Nancy Winch introduces artist Kevin Sloan at Artist Talk event in January, 2011.

“[Thirteen] years ago,” Nancy writes, “we [took] a month off in the middle of winter and traveled south from our beloved Martha’s Vineyard with hopes of finding a winter home for Gardner Colby Gallery. We strolled up and down the Third Street shopping district and were overwhelmed by the beautiful shops, the fabulous flowers and majestic fountains that give this most elegant shopping district in Naples its very special cache. It didn’t take long to make the decision that yes, Old Naples was where we wanted to open our Florida gallery.”

With that as background, Winch reserved the name with the State of Florida on February 9, 1998 and established Gardner Colby’s seminal location on Gallery Row with the help of Gallery Director Pamela Campe.

Exercising leadership in the business and art communities, Nancy became a founding member in 2008 of the Naples Fine Art Dealers Association, an alliance of gallery owners and art dealers committed to showcasing established and emerging artists and to educating buyers about fine art.

Gallery Director. Pamela Esker Campe joined Gardner Colby Gallery two years before Nancy Winch made the jump from Martha’s Vineyard to Naples’ Gallery Row, and she has been instrumental in helping build the gallery into a premier destination for both neophyte and experienced collectors. Personable, outgoing and keenly interested in both the artists Gardner Colby represents and the patrons they serve, Pamela also excels as an event planner, converting exhibition openings and artist’s receptions into must-see happenings during Naples’ lively winter social scene. Pamela’s background includes a Bachelor of Arts degree in painting with a minor in art history from Long Island University.
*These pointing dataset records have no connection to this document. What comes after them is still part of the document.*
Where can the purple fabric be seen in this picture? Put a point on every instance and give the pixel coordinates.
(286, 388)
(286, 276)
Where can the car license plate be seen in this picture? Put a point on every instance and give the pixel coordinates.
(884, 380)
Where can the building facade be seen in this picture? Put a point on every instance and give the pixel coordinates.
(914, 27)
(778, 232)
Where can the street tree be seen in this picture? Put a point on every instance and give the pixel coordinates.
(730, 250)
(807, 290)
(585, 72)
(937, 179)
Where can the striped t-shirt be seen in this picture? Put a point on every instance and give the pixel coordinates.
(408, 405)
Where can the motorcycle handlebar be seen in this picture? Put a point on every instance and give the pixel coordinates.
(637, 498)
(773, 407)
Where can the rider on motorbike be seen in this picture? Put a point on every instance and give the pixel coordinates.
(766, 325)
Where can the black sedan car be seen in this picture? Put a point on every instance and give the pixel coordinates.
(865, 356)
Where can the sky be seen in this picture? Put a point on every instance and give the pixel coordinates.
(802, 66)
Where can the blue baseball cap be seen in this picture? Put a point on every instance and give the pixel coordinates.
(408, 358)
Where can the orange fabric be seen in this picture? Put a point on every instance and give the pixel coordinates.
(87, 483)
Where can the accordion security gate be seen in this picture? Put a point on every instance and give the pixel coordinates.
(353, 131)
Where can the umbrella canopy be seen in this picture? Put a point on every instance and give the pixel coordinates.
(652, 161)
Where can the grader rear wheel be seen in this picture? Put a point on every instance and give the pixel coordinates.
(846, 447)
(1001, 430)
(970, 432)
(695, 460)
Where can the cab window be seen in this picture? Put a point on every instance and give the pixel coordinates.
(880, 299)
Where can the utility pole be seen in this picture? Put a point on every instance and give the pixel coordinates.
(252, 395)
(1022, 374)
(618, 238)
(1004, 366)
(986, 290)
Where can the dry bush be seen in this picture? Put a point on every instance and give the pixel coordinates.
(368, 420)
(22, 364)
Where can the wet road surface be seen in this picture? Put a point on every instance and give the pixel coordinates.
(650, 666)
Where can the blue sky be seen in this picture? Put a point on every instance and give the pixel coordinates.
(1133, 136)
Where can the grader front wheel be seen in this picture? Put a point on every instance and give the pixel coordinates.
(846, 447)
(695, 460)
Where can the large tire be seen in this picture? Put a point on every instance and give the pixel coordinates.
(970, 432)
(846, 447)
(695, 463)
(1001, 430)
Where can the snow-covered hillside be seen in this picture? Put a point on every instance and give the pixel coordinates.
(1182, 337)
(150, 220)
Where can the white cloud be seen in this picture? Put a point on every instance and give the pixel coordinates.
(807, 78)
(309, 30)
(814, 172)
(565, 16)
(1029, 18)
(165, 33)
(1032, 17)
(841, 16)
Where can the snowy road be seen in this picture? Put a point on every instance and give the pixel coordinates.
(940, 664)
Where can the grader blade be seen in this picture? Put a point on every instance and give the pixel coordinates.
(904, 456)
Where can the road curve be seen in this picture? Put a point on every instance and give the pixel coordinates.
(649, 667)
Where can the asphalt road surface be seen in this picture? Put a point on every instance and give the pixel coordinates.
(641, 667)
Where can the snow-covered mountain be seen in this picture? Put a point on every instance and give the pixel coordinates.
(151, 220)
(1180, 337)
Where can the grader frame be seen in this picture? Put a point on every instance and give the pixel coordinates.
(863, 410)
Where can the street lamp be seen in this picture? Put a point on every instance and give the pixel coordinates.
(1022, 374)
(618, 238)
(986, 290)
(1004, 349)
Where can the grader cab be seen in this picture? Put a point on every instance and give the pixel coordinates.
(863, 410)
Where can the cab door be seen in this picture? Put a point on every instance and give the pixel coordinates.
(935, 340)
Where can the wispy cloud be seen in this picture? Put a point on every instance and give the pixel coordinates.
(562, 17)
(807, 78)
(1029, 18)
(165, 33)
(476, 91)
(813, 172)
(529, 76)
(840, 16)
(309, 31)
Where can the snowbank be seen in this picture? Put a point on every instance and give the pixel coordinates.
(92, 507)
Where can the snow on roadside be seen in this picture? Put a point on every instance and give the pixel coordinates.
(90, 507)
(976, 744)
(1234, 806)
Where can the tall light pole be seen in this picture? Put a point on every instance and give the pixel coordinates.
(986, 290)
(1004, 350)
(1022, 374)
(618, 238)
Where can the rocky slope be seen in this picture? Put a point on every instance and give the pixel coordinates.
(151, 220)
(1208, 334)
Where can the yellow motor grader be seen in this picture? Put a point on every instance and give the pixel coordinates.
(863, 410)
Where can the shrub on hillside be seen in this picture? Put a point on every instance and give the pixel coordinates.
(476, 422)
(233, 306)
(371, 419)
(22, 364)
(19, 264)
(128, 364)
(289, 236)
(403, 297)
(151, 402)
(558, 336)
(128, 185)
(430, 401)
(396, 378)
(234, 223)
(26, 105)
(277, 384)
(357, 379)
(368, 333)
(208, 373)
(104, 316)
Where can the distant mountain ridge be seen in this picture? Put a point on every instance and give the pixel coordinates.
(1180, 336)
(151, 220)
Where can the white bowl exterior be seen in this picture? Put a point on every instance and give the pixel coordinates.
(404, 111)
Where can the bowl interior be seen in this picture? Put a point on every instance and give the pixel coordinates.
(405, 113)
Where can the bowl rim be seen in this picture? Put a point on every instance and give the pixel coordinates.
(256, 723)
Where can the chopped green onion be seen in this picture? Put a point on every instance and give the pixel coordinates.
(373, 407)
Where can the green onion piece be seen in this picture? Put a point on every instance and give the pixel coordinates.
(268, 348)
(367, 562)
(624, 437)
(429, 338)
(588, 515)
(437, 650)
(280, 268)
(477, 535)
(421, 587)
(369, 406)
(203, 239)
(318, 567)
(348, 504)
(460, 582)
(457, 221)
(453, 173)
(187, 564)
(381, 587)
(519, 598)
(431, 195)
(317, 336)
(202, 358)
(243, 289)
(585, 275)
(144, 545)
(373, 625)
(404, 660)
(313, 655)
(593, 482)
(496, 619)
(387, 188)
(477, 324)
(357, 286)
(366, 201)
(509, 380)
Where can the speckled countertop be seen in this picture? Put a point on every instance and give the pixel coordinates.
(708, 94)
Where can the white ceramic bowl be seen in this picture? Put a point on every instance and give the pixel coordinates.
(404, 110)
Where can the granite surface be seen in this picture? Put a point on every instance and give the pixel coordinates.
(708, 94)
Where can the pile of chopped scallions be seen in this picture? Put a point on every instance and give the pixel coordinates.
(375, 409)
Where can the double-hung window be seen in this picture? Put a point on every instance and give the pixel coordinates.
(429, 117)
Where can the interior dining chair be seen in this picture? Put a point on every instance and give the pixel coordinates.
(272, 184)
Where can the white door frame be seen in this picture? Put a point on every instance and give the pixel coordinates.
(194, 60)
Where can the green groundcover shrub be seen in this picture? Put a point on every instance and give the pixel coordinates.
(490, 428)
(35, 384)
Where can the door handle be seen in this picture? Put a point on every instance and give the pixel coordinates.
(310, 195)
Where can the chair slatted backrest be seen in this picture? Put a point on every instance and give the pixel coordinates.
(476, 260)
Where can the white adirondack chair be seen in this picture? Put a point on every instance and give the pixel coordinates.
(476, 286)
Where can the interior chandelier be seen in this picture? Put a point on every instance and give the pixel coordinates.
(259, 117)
Exhibitions and Shows. The gallery promises exciting times during the first three months of 2013. Gardner Colby’s 2013 exhibition season will feature 5 shows and 14 artists in 56 days starting January 17, 2013:

  • Ancient Ways, opening January 17, 2013, features contemporary works using ancient techniques created by John Schuyler, Ran Adler, and new artist Claire McArdle.
  • Modern Times, opening January 31, 2013, features the magical realism and “stories on canvas” of Kevin Sloan.
  • Touch of Romance, opening February 14, 2013, features sensual offerings by Aaron Westerberg, Lindsay Goodwin and new artist Pauline Roche.
  • Fun and Games, opening February 28, 2013, features fanciful work by Tim Horn, Rebecca Kinkead and new artist Pam Carroll.
  • A Slice of Life, opening March 14, 2013, features a medley of gestural styles, spontaneous brushwork and expressive technique by Gardner Colby standard-bearers Stan Moeller, Kim English, Lesley Rich and Robin Cheers.

Fast Facts.

  • Gardner Colby offers a full range of art consulting services from finding the art, to framing, hanging and installing the art in the collector’s home or office.